Did Tim Geithner promise to get even with S&P because of the rating company’s downgrade of US debt?

geithner Is anyone, anyone, surprised by this?

I can remember the moment I heard that S&P had taken US debt from AAA to AA+. I had 2 thoughts.

The first was, “Wow.”

The second was, “Wow, the Obama administration isn’t going to like this.”

And boy didn’t they.

According to recent court filing Timothy Geithner, then Treasury Secretary, called the Chairman of McGraw Hill (the company which owns S&P) and explained that S&P’s downgrade would be met with a “response” from the US government.

(From Bloomberg.com)

“S&P’s conduct would be looked at very carefully,” Geithner told McGraw according to the filing. “Such behavior would not occur, he said, without a response from the government.”

As we know, the government “responded.” Singling out S&P in a lawsuit targeted at ratings agency fraud. The proposed fine? $5 billion. For S&P that is crushing.

All because they dared to share a shred of truth about the nature of US debt.*

You see, many people believe that the only thing that counts in economics is confidence, “animal spirits.” Even if everyone on a certain level knows that something is a lie the government and its henchmen can keep things going so long as everyone tows the same line. If the powers that be all say the same thing enough times and over a long enough period the public, even the fairly sophisticated investing public, begins to think it true.

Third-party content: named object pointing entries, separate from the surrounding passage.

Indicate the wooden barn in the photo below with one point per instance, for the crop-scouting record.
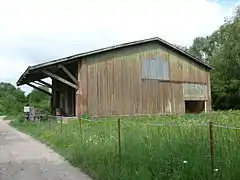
(149, 76)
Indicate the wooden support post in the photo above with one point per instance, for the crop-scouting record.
(42, 90)
(70, 75)
(60, 79)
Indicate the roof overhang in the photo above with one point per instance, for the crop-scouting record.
(35, 72)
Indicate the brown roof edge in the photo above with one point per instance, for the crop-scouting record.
(70, 58)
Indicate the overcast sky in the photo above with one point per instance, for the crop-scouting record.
(41, 30)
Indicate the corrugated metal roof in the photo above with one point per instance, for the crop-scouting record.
(69, 59)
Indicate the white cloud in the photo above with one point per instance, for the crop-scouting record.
(36, 31)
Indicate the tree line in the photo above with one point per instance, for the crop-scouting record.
(221, 49)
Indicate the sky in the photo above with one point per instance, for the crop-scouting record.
(37, 31)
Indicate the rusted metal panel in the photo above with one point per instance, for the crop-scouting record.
(193, 91)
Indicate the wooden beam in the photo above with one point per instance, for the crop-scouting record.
(72, 77)
(45, 83)
(39, 83)
(40, 89)
(60, 79)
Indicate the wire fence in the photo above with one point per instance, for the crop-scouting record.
(215, 141)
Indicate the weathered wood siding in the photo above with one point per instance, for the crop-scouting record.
(111, 82)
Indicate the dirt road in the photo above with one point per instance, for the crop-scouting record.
(24, 158)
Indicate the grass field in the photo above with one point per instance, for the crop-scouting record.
(178, 150)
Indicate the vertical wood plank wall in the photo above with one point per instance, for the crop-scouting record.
(111, 83)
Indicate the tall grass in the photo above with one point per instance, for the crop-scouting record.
(148, 152)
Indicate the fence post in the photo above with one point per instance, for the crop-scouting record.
(119, 136)
(211, 145)
(80, 122)
(61, 123)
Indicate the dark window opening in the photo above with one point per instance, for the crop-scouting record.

It’s the old “perception is reality” nonsense. Perception is not reality more often than not. What one perceives can be consequential, often very consequential, but often it is not reality at all.

Once one person or entity breaks from the script, once one little boy explains to the crowd that in fact the king isn’t wearing anything, then all hell breaks loose.

That’s what Geithner and the Obama administration were afraid of. Someone telling the truth, saying what everyone in their hearts knows to be true.

Click here for the article.

*S&P is not perfect, the company has much to answer for given its CDO and MBS ratings leading up to 2008. But so does Fitch and Moody’s.